The issue of how to deal with pupils whose social and emotional problems hamper their learning, and possibly that of others, continues to be a major one for all schools. For Pete Shotton, it has been a consuming interest. “I’ve had it in my head for a long time how you can’t separate learning from behaviour, drawing on my experience of supporting dyslexic boys. I was becoming more and more aware of how I was using psychotherapeutic methods in my work with them and how effective they were.”

While the pastoral support at the school was already strong, SENCO Linda Balfe says: “We felt that more in-depth work was necessary with children who were continually getting into trouble.” The programme they set up includes outreach work, to comply with the Excellence in Cities brief. LSU staff go out into local parks and bring boys who have been bunking off back into school. Some run off, says Pete Shotton, but many do not. “The boys are aware that we’re here for their welfare and we’re not part of the punishment system. Part of what we do is equivalent to good parenting, setting boundaries and raising expectations.”

Counselling is particularly important in a boys’ school where, says Pete Shotton, “there are certain expectations placed on boys in male-dominated environments”. He overheard one boy telling another what he did in the unit: “Oh man, they sit and peck at your head.” Pete Shotton laughs and admits that coming to the unit “isn’t an easy ride. It’s intensive work we do here”. Because children refer themselves as well as being referred by teachers, the range of problems brought in is wide. One of the priorities for the unit is to not only focus on the big, obvious ones. “We’re targeting the quiet, withdrawn boys too, looking at their self-esteem needs,” he says.

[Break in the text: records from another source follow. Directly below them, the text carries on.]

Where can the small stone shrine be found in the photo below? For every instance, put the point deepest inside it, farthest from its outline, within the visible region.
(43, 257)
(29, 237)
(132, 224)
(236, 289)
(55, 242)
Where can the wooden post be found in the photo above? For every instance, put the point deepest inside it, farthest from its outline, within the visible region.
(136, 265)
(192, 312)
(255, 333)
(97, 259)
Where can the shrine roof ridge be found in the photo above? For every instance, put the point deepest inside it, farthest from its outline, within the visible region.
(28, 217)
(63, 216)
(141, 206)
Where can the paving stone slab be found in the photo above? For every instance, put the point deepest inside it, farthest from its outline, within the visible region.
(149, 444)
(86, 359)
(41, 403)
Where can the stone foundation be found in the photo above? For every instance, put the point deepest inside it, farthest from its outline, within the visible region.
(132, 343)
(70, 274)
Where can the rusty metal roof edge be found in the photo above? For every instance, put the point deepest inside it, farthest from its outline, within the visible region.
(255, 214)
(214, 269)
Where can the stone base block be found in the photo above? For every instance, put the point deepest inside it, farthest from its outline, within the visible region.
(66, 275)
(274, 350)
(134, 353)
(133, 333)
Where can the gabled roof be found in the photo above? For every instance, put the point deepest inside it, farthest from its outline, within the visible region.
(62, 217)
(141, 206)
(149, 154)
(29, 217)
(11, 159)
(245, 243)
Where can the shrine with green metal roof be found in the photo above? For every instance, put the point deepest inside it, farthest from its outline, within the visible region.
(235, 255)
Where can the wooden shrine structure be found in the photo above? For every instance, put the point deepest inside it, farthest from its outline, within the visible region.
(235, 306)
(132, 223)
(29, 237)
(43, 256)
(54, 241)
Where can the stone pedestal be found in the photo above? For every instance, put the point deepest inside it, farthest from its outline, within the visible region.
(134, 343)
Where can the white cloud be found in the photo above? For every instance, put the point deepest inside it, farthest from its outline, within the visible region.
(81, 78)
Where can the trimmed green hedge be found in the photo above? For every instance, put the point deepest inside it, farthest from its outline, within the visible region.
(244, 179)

For headteacher Alan Hill, launching the unit was a calculated risk that has proved to be worth taking: “It meant going into the unknown in terms of staffing and resources and we certainly wouldn’t have had a chance of setting it up without Excellence in Cities funding. The biggest danger was that it would become a bolt-on, not integrated into the philosophy and practice of the school. But the planning and lateral thinking that went into it has meant that they’ve hit it right: the team aren’t teachers but they’re also not separate from teachers in the eyes of the pupils. The fact that they’re non-teaching staff has been crucial, bringing a very special dimension into it. They’ve bridged the notion of teacher and classroom assistant: adults who are authoritative and strong, professional and caring.”

For Chris, a sporty Year 11 lad with a history of fighting, it really has been crucial: “I felt that I couldn’t really talk to my head of year or other teachers about my problems. It’s not that kind of relationship. So when I got involved with the unit and one of them came for a home visit, my mum was dead chuffed. She’d been thinking I needed some kind of support for years.”

Has it helped? “I’ve calmed down a lot since coming here. I can control myself in situations where before I might’ve just jumped in and started fighting. And I’m definitely going to finish school.”